There were also a bunch of remake of classic films like A Tree Grows In Brooklyn, Miracle on 34th Street (a semi-musical if memory serves.
Then of course there were the movies that were pilots for potential tv series. Etc Etc
I also remember The Adventures of Freddy (I think thre was another name for this film but I am not sure.) with Micahel Burns. (Also liked him. Where is he now I wonder?) Keene Curtis, Jane Connell, Conrad Janis, Tom Poston, Susan Sullivan, Loni Anderson, Harry Morgan, Susan Blanchard. Not a bad cast!!! The plot was more Disney films like The Computer Who Wore Running Shoes with Kurt Russell. This plot was: A nerdy inventor accidentally discovers a way to make a force-field that could completely revolutionize the industrial world. His boss and a greedy millionaire plan to steal the formula and use it to make themselves even richer.

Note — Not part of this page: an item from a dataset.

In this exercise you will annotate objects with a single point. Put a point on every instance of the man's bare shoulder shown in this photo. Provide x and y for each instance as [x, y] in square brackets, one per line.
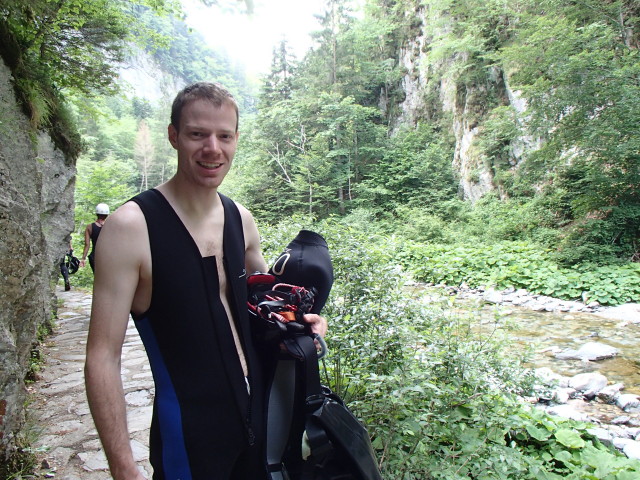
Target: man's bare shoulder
[127, 223]
[128, 215]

Sorry for such a long post....
Anyone remember these or others?
PS
Was the pilot for Tabitha a movie? I remember a certain person who contributes here was in that.:-)
Posted by Michael Shayne @ 02/13/2002 05:38 PM PST
I find it hard to believe that Michael brings up the pilot The Adventures of Freddy with Michael Burns. If it's just coincidence, then be sure to tune into tomorrow's notes for amazing revelations about that long ago pilot (and yes, it did have another name - The Mystical Magical Magnet of Santa Rosa). Michael Burns is a professor of history, I believe, at a midwestern college, and wrote a critically acclaimed book on the Dreyfus Affair.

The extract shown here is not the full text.